Havana breakthrough

Manmohan Singh has effected a fundamental shift in India's Pakistan policy. From consistently viewing the entire Pakistani state as the perpetrator of terrorism, New Delhi has explicitly recognised that Islamabad is a victim of terrorism as well, and could in fact evolve as a partner in dealing with the problem. The policy change has infused life into a comatose peace process. It also holds the promise of transforming the conflictive discourse and blame game that has marked relations between the two establishments.

Meeting on the sidelines of the NAM (Non-Aligned Movement) summit in Havana, Prime Minister Singh and Pervez Musharraf decided to be imaginative, and not let the radical outfits dictate the agenda. The framework was already present in previous joint statements: Pakistan had repeatedly promised it would not allow its soil to be used for terrorist activities against India, while India agreed to discuss all issues in the Composite Dialogue, including Kashmir. However, this agreement was in danger of falling apart. Both countries were increasingly feeling that the other was not living up to its end of the bargain. This was particularly true in the case of India, where the recent spate of attacks, from Benaras temples to Delhi marketplaces and Bombay trains, had led to abundant scepticism about Pakistan's political will to curb extremist militancy.

That is why the decision of the two leaders to put in place joint, institutionalised anti-terrorism mechanisms to identify and implement counter-terrorism initiatives and investigations is an extremely creditworthy achievement. The general-president and the prime minister deserve special praise for thinking out of the box, in particular for realising that India and Pakistan are on the same side.

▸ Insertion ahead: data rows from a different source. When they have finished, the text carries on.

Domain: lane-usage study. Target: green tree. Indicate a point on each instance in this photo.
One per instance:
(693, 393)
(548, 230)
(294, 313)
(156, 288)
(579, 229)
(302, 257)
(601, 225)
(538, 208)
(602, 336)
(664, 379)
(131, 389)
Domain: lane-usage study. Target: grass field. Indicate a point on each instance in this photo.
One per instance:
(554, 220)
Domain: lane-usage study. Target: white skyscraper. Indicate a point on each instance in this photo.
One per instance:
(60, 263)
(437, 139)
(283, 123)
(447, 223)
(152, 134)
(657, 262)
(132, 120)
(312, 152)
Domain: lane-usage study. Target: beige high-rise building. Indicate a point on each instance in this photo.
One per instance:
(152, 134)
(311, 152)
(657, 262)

For this reason, the sudden barrage of criticism against the deal amongst Delhi's intelligentsia and political circles is entirely misplaced.

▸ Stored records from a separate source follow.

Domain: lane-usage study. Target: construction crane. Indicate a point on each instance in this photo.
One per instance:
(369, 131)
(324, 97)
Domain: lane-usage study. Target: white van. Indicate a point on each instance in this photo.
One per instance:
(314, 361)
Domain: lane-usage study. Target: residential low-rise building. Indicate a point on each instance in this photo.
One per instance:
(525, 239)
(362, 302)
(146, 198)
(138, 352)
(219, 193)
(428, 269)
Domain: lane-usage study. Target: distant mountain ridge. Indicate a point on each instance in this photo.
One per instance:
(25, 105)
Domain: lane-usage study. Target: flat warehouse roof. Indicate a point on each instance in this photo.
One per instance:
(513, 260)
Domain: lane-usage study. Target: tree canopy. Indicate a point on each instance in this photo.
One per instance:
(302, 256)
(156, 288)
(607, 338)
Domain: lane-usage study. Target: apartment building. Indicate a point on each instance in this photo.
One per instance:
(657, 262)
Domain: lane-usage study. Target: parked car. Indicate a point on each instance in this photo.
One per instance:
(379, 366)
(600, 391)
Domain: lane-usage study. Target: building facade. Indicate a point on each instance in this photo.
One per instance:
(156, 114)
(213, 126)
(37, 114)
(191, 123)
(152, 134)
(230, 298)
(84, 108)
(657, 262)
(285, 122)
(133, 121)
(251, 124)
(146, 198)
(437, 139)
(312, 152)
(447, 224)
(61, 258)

Prime Minister Singh is being attacked by the Bharatiya Janata Party, as well as some retired national security officials, for naiveté in believing that the 'patrons of terror' will ever help India tackle terrorism. At the same time, commentators of the left believe that the shift has come about due to pressure from the US. They do not necessarily have a problem with the text of the agreement, just with the perception that it is symptomatic of the manner in which Delhi is following Washington's diktats.

In all this, what the critics overlook is the internal political dynamic in Pakistan, where the militants and President Musharraf are clearly on opposite sides as of now. They also ignore a simple premise: India cannot hope to solve the problem of militancy, especially that which emanates from Pakistan-based groups, without Islamabad's help. From a strategic perspective, setting up joint mechanisms can only make the Pakistani government more accountable vis-à-vis New Delhi about the steps it is taking to curb the activities of such groups. Islamabad should be happy as well, for India has at long last publicly accepted Pakistan's denial of involvement in terrorist attacks, as well as reiterated its commitment to finding a solution on the Kashmir issue.

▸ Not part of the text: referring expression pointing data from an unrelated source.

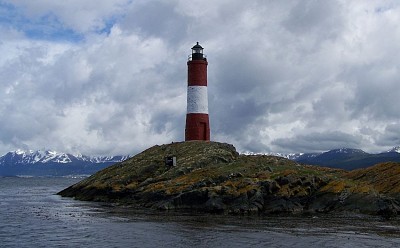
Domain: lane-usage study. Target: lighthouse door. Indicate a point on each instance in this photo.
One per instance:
(203, 130)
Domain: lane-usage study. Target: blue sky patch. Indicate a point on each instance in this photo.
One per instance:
(47, 27)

Most importantly, the meeting between the two leaders has ensured that the Composite Dialogue is back on track. The fact that newer avenues of understanding have emerged, and differences narrowed, bodes well for the future. We have consistently argued in these pages that the solution is more engagement between the two countries, not less, particularly on issues that are seen as thorny and divisive. The Havana breakthrough is a good step in that direction.